La polémique née des propos tenus lors du Magazine des Sports du lundi 10 août 2026 rappelle une réalité essentielle : à la télévision publique, chaque mot compte. Parce qu’elle s’adresse à un large public et qu’elle incarne, au-delà de ses journalistes et animateurs, un service public, la RTB est particulièrement attendue sur la rigueur, la mesure et le respect des sensibilités.
Dans un message adressé aux téléspectateurs, la journaliste Christelle Paré a choisi de présenter ses excuses, reconnaissant que certains propos tenus par l’invité de l’émission, le sélectionneur Pascal Sawadogo, ainsi qu’une expression qu’elle-même a employée, ont pu heurter. Cette démarche mérite d’être relevée, non pas comme un simple exercice de communication destiné à éteindre une controverse, mais comme l’expression d’une responsabilité assumée.

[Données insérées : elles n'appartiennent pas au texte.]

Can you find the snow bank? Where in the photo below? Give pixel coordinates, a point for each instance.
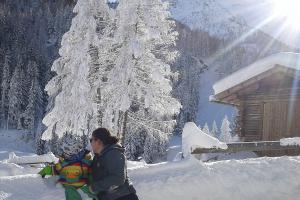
(193, 137)
(46, 158)
(260, 178)
(290, 141)
(285, 59)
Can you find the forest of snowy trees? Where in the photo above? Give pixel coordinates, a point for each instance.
(125, 66)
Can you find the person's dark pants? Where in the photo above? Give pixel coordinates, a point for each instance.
(129, 197)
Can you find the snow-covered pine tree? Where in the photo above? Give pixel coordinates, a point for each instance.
(70, 91)
(225, 135)
(206, 129)
(34, 110)
(199, 126)
(17, 97)
(4, 91)
(138, 94)
(214, 131)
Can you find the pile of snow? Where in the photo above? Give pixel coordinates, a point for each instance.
(15, 141)
(260, 178)
(285, 59)
(46, 158)
(193, 137)
(290, 141)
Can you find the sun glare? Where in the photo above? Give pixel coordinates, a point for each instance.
(289, 10)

Dans le métier de journaliste, reconnaître qu’une formulation a pu être maladroite ou mal interprétée ne constitue pas une faiblesse. Au contraire, c’est aussi accepter les exigences qui accompagnent la liberté de parole. Le journaliste est libre de questionner, d’interroger, de confronter les points de vue et même de susciter le débat. Mais cette liberté s’accompagne d’une responsabilité : celle de choisir ses mots avec discernement, particulièrement lorsqu’il est question de patriotisme, de défense de la Nation, de souveraineté ou des sacrifices consentis par les citoyens.
L’excuse de Christelle Paré intervient ainsi dans un contexte où les mots liés au patriotisme revêtent une forte charge symbolique. Au Burkina Faso, où les questions de sécurité, de cohésion nationale et d’engagement citoyen occupent une place centrale dans le débat public, toute expression susceptible de donner le sentiment de minimiser les efforts ou les sacrifices des Burkinabè peut naturellement provoquer de vives réactions.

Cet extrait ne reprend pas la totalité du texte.